In important matters of uncertainty involving predictions we need to hear from a diverse group of people that have different perspectives, and perhaps a stake in the decision that causes them to think before offering their views.
Collectively, the diverse group is smarter than individuals. This is the core message of The Wisdom of the Crowds by James Surowiecki.
Surowiecki provides a framework with examples of when and how the knowledge of the crowd can impact decisions positively.
This idea applies well to regulation. Why? Because regulators are generally a step or two removed from the uncertainties they need to know about. First-hand knowledge about these risks reside with the regulated parties.
As well, the sources of uncertainty in most jurisdictions are dispersed and mostly invisible until they are brought to the attention of the regulator. The collective knowledge of constituents (regulatees and individuals who are affected by what regulatees do) is far greater than the regulator. Effective new methods for capturing this knowledge will improve regulatory oversight.
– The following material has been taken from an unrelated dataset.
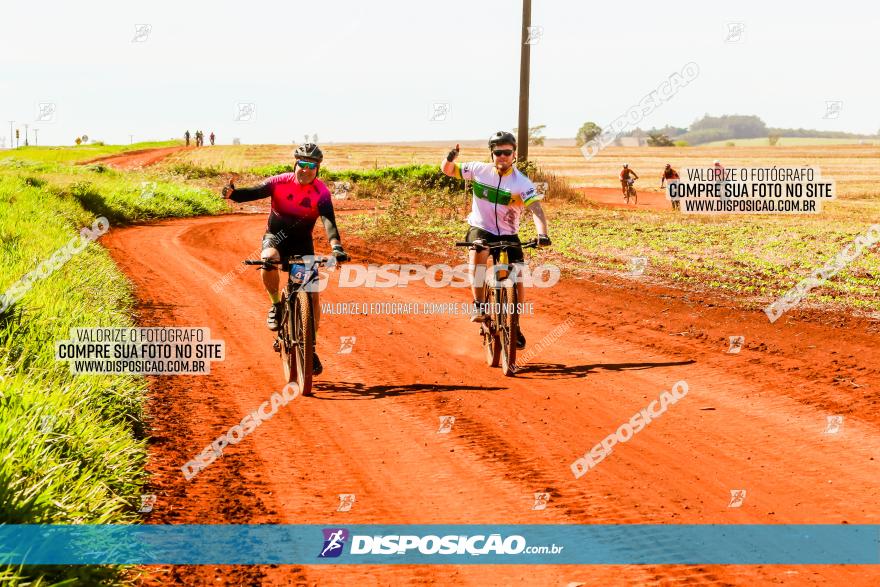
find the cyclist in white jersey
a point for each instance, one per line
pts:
(501, 193)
The reasons why a regulator might be cautious about open consultations are too obvious to mention. It’s a more challenging matter to think about how to make these kind of consultations work for a regulatory organization.
Internet technologies present one option. If you want examples and inspiration, read Wickinomics, by Don Tapscott and Anthony Williams. Or see how “wisdom of the crowds” works in the redevelopment of this book using wiki technology.